VGH Baden-Württemberg, Beschluss vom 11.01.1999 - 11 S 46/99
Fundstelle
openJur 2013, 10959
  • Rkr:

1. Im Fall eines in Strafhaft befindlichen Ausländers, der in absehbarer Zeit zur Entlassung heranstehen würde und bei dem die Vollstreckungsbehörde gemäß § 456a StPO unter der Bedingung einer Abschiebung auf die Vollstreckung der restlichen Freiheitsstrafe verzichtet hat, wird das besondere öffentliche Interesse an der sofortigen Vollziehung einer Ausweisung, mit welcher der Gefahr erneuter schwerwiegender Straftaten des Ausländers begegnet werden soll, nicht im Hinblick auf die Strafhaft ausgeschlossen.

Gründe

Der Antrag des Antragstellers, die Beschwerde gegen den Beschluß des Verwaltungsgerichts nach § 146 Abs. 4 i.V.m. § 124 Abs. 2 Nrn. 1 und 4 VwGO wegen ernstlicher Zweifel an der Richtigkeit der angefochtenen Entscheidung und wegen Abweichung von einer Entscheidung des Bundesverfassungsgerichts zuzulassen, hat keinen Erfolg.
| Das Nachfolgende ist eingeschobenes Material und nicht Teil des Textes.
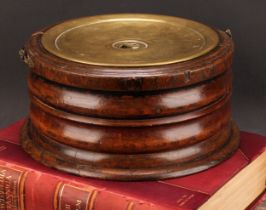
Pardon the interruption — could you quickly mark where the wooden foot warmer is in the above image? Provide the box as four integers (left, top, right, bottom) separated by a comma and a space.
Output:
20, 14, 239, 181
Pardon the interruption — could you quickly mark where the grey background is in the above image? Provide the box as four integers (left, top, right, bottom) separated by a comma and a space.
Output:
0, 0, 266, 135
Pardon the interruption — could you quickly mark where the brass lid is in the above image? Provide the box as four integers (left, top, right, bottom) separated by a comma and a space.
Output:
42, 14, 219, 67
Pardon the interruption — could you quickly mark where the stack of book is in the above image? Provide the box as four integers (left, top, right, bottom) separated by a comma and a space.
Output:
0, 120, 266, 210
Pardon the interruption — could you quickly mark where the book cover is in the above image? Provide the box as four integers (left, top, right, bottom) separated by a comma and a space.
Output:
0, 120, 266, 210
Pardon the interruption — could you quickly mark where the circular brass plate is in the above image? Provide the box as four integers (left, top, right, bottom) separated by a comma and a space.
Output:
42, 14, 219, 67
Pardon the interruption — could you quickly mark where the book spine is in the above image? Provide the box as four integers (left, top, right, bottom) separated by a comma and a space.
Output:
0, 164, 169, 210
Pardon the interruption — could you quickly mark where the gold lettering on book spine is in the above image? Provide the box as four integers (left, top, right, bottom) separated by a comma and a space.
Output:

Aus dem Vorbringen des Antragstellers gehen die behaupteten  Zulassungsgründe  nicht  gemäß dem Darlegungserfordernis des § 146 Abs. 5 Satz 3 VwGO hervor.

Ernstliche Zweifel sind nicht dargelegt. Es ist nicht zu erkennen, daß der angefochtene Beschluß der Prüfung in einem Beschwerdeverfahren nicht standhalten würde.

Auch die Antragsschrift zieht nicht in Zweifel, daß der Antragsteller den Tatbestand des § 47 Abs. 1 Nr. 2 AuslG verwirklicht hat, weil er durch das rechtskräftige Urteil des Amtsgerichts Ulm/Donau vom 17. Februar 1998 wegen gefährlicher Körperverletzung und Landfriedensbruchs in einem besonders schweren Fall in Tateinheit mit gefährlicher Körperverletzung in sieben Fällen zu einer Gesamtstrafe von 2 Jahren und 3 Monaten verurteilt worden ist und die Vollstreckung der Strafe nicht zur Bewährung ausgesetzt werden konnte. Infolge des dem Antragsteller zugute kommenden besonderen Ausweisungsschutzes gemäß § 48 Abs. 1 Satz 1 Nr. 2 AuslG liegt ein Regelausweisungstatbestand vor (§ 47 Abs. 3 Satz 1 AuslG).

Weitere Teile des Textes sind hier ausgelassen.